DETAILED DESCRIPTION OF EMBODIMENTS

[0018] FIG. 1 is a simplified functional block diagram of an embodiment of the system of the present invention utilized with a cooking apparatus such as a grill. The present invention is an item-based control system rather than a ticket-based control system. A Controller 11 includes a Filtering Process 12 , Firing Process 13 , Cooking/Timer Process 14 , Temperature Process 15 , Alert Process 16 , and Timers 17 . Each of these processes is described in further detail below. Through a point-of-sale (POS) interface, the Controller receives information relating to particular tickets from a food server order-entry terminal 18 . When the food server enters an order, the order includes the food types, thickness (if applicable), and degree of doneness desired for each item. At that point, a grill-space manager 19 determines whether there is space available on the grill surface for any food item on the ticket that requires grilling. If there is space available, the Controller accesses an icon library 21 , and displays an icon corresponding to the food item on one or more touch-screen display monitors 22 . If there is no space available on the grill surface, the Controller calculates a time delay, and if the delay is excessive, may page a manager through a paging subsystem 23 .

[0019] Each food item is broken down into components, and the Controller 11 then determines from a cooking times and turn times database 24 , the proper cooking time for each item and component. The Controller then calculates when the cook should place each item on the grill, and when each item should be turned. A grill temperature sensor 25 may be utilized by the Controller to calculate the cooking time and turn time, which may vary according to the temperature of the grill. When the item is done, and is ready to “sell”, the Controller sends a message to an expediter 26 .

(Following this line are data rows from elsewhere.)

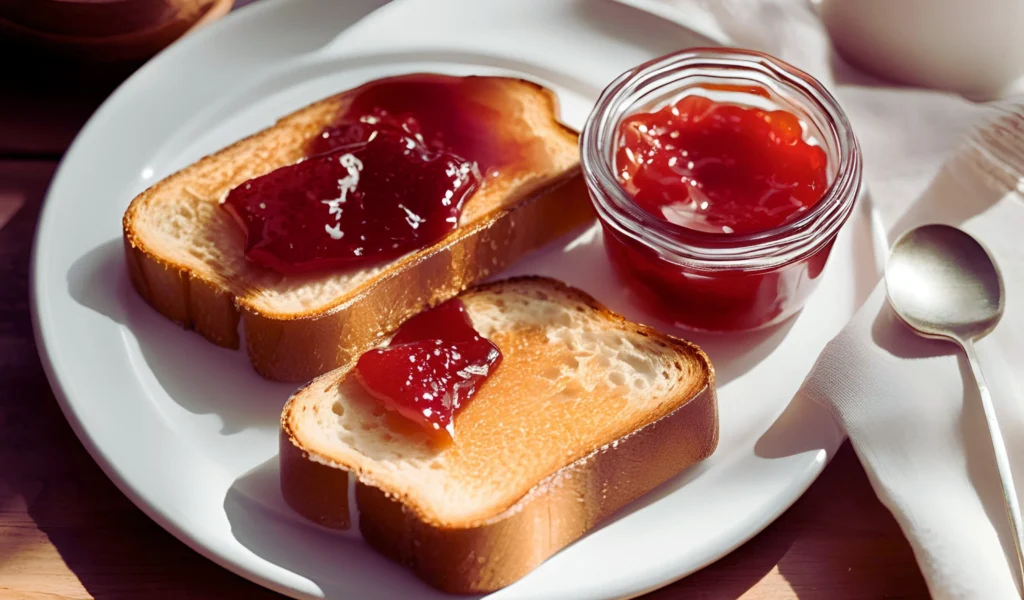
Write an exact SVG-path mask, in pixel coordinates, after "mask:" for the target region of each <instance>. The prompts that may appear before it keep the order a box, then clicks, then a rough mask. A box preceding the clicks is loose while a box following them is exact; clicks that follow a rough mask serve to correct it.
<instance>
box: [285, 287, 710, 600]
mask: <svg viewBox="0 0 1024 600" xmlns="http://www.w3.org/2000/svg"><path fill="white" fill-rule="evenodd" d="M461 298H462V300H463V303H464V304H465V306H466V310H467V312H468V313H469V315H470V318H471V320H472V322H473V326H474V327H475V328H476V330H477V331H478V332H479V333H480V335H482V336H483V337H485V338H487V339H489V340H490V341H492V342H494V343H495V344H497V345H498V347H499V348H500V349H501V350H502V353H503V355H504V358H503V359H502V363H501V366H500V367H499V368H498V369H497V370H496V371H495V372H494V374H493V375H492V376H490V377H489V378H488V379H487V380H486V381H485V382H484V383H483V385H482V386H481V387H480V389H479V390H478V392H477V394H476V395H475V396H473V397H472V399H470V400H469V402H468V404H467V405H465V406H463V409H462V410H461V412H460V413H458V414H457V415H456V420H455V440H454V441H443V440H438V439H437V438H436V437H434V436H431V434H430V433H429V432H426V431H425V430H424V429H423V428H422V427H420V426H418V425H416V424H414V423H412V422H410V421H406V420H404V419H403V418H401V417H397V416H396V415H394V414H391V413H387V412H385V411H384V410H383V409H382V408H381V404H379V403H378V402H377V401H375V400H374V399H372V397H371V396H370V395H369V394H368V392H367V391H366V390H364V389H362V387H361V386H360V385H359V383H358V382H357V381H355V377H354V376H352V375H351V373H350V367H351V366H346V367H343V368H341V369H338V370H336V371H333V372H331V373H328V374H326V375H324V376H322V377H321V378H318V379H316V380H314V381H313V382H311V383H310V384H309V385H308V386H306V387H305V388H303V389H301V390H299V391H298V392H297V393H296V394H295V395H294V396H292V398H291V399H290V400H289V402H288V404H287V405H286V406H285V410H284V413H283V415H282V437H281V456H280V457H281V458H280V460H281V477H282V479H281V483H282V491H283V494H284V497H285V500H286V501H287V502H288V503H289V505H290V506H291V507H292V508H294V509H295V510H296V511H297V512H299V513H300V514H302V515H303V516H305V517H307V518H309V519H311V520H313V521H316V522H318V523H321V524H324V525H326V526H329V527H337V528H347V527H348V526H349V517H348V498H347V489H348V484H347V483H348V479H347V473H348V472H351V473H353V474H354V475H355V476H356V478H357V483H356V492H355V498H356V504H357V508H358V515H359V516H358V518H359V529H360V530H361V532H362V535H364V537H365V538H366V540H367V541H368V542H369V543H370V545H371V546H373V547H374V548H376V549H377V550H379V551H380V552H382V553H384V554H385V555H387V556H389V557H391V558H392V559H394V560H396V561H398V562H400V563H403V564H407V565H409V566H410V567H412V568H413V570H415V571H416V573H417V574H418V575H419V576H420V577H422V578H423V580H425V581H426V582H427V583H429V584H431V585H432V586H435V587H437V588H439V589H441V590H443V591H447V592H455V593H480V592H488V591H494V590H497V589H499V588H502V587H504V586H507V585H509V584H511V583H512V582H514V581H516V580H518V578H519V577H521V576H523V575H524V574H526V573H527V572H529V571H530V570H532V569H534V568H535V567H537V566H538V565H539V564H540V563H541V562H543V561H544V560H545V559H547V558H548V557H549V556H551V555H553V554H554V553H555V552H557V551H558V550H560V549H562V548H564V547H565V546H567V545H568V544H569V543H571V542H572V541H573V540H577V539H578V538H580V537H581V535H583V534H584V533H585V532H586V531H588V530H589V529H590V528H592V527H593V526H594V525H596V524H597V523H598V522H599V521H600V520H601V519H603V518H605V517H607V516H608V515H610V514H611V513H612V512H613V511H615V510H617V509H618V508H621V507H623V506H624V505H626V504H627V503H629V502H631V501H633V500H634V499H636V498H639V497H640V496H642V495H644V494H646V492H647V491H649V490H650V489H652V488H653V487H655V486H656V485H658V484H659V483H662V482H664V481H666V480H667V479H669V478H670V477H672V476H673V475H675V474H677V473H678V472H679V471H681V470H682V469H684V468H685V467H687V466H690V465H692V464H694V463H696V462H697V461H700V460H702V459H705V458H707V457H709V456H710V455H711V454H712V453H713V452H714V451H715V447H716V446H717V444H718V405H717V401H716V395H715V375H714V370H713V368H712V366H711V363H710V361H709V360H708V356H707V355H706V354H705V353H703V352H702V351H701V350H700V349H699V348H697V347H696V346H695V345H693V344H691V343H689V342H685V341H682V340H679V339H675V338H672V337H669V336H666V335H663V334H659V333H657V332H655V331H653V330H651V329H649V328H647V327H644V326H639V325H635V324H632V323H629V322H627V320H625V319H623V317H621V316H618V315H616V314H614V313H612V312H610V311H609V310H607V309H606V308H605V307H603V306H602V305H600V304H599V303H597V302H596V301H595V300H594V299H593V298H591V297H589V296H587V295H586V294H584V293H583V292H580V291H579V290H575V289H572V288H569V287H567V286H565V285H563V284H561V283H558V282H555V281H553V280H549V278H544V277H520V278H512V280H507V281H504V282H498V283H494V284H488V285H484V286H481V287H477V288H473V289H471V290H469V291H467V292H465V293H464V294H463V295H462V296H461Z"/></svg>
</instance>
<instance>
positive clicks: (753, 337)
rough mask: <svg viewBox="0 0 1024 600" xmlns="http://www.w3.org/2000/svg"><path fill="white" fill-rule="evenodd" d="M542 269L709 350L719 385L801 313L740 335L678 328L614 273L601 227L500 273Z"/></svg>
mask: <svg viewBox="0 0 1024 600" xmlns="http://www.w3.org/2000/svg"><path fill="white" fill-rule="evenodd" d="M520 274H541V275H547V276H549V277H555V278H558V280H561V281H563V282H565V283H566V284H569V285H570V286H574V287H577V288H580V289H581V290H584V291H585V292H587V293H588V294H591V295H592V296H594V297H595V298H596V299H597V300H598V301H599V302H601V303H602V304H604V305H605V306H607V307H608V308H610V309H611V310H613V311H615V312H617V313H620V314H622V315H623V316H625V317H626V318H629V319H630V320H634V322H637V323H642V324H645V325H649V326H651V327H653V328H654V329H656V330H658V331H660V332H664V333H667V334H670V335H673V336H676V337H679V338H683V339H686V340H690V341H692V342H694V343H696V344H697V345H699V346H700V348H701V349H703V351H705V352H707V353H708V356H709V357H710V358H711V360H712V362H713V363H714V365H715V380H716V383H717V384H718V386H719V387H721V386H723V385H725V384H727V383H729V382H730V381H732V380H733V379H736V378H737V377H739V376H741V375H743V374H744V373H746V372H749V371H750V370H752V369H754V368H755V367H757V366H758V365H759V363H760V362H761V361H762V360H764V359H765V357H767V356H768V355H769V354H770V353H771V352H772V350H774V349H775V348H776V347H777V346H778V345H779V344H780V343H782V340H784V339H785V336H786V335H787V334H788V332H790V330H791V329H792V328H793V325H794V323H796V320H797V318H799V317H800V316H799V315H797V316H796V317H794V318H790V319H787V320H785V322H784V323H781V324H779V325H777V326H774V327H770V328H767V329H765V330H761V331H757V332H749V333H739V334H735V333H733V334H728V335H720V334H711V333H703V332H695V331H691V330H685V329H681V328H679V327H676V326H674V325H672V324H669V323H666V322H663V320H660V319H657V318H653V317H652V316H649V315H648V314H647V313H646V312H644V310H643V309H642V308H641V307H640V302H639V300H638V299H637V298H636V297H635V295H634V294H633V292H632V291H631V290H630V289H629V287H628V286H626V285H624V284H623V283H622V281H621V280H620V278H618V276H617V275H616V274H615V273H614V271H613V270H612V268H611V265H610V264H609V263H608V260H607V258H606V257H605V254H604V241H603V237H602V233H601V227H600V225H598V224H596V223H595V224H593V225H592V226H591V227H589V228H588V229H586V230H583V231H578V232H573V233H569V234H568V235H566V237H564V238H563V239H562V240H560V241H558V242H555V243H553V244H552V245H551V246H550V247H549V248H546V249H543V250H539V251H537V252H535V253H532V254H530V255H529V256H527V257H526V258H524V259H522V260H520V261H519V262H517V263H516V264H514V265H513V266H512V267H511V268H510V269H508V272H507V273H503V274H502V277H504V276H511V275H520Z"/></svg>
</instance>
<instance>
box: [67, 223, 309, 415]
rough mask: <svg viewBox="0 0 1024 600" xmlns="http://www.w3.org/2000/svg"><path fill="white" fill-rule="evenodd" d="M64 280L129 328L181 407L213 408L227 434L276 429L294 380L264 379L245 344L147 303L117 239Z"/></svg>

[0020] As noted, the system includes one or more display screen monitors 22 in the kitchen near the cook's station. The monitor provides a visual representation of the cooktop surface such as the cooking surface of the grill. Each type and thickness of food has an associated icon that the Controller 11 displays on the monitor in the kitchen. The Controller displays each icon on the monitor in the position where the cook should place the corresponding food item on the cooking apparatus. The display screen is laid out in a grid so that the Controller knows the physical location where each item has been placed. The Controller also knows the amount of space occupied by each item, and thus can determine, at any given time, whether there is any space available. Each icon is displayed at the proper time so that every item in the order is done to the desired degree at the same time.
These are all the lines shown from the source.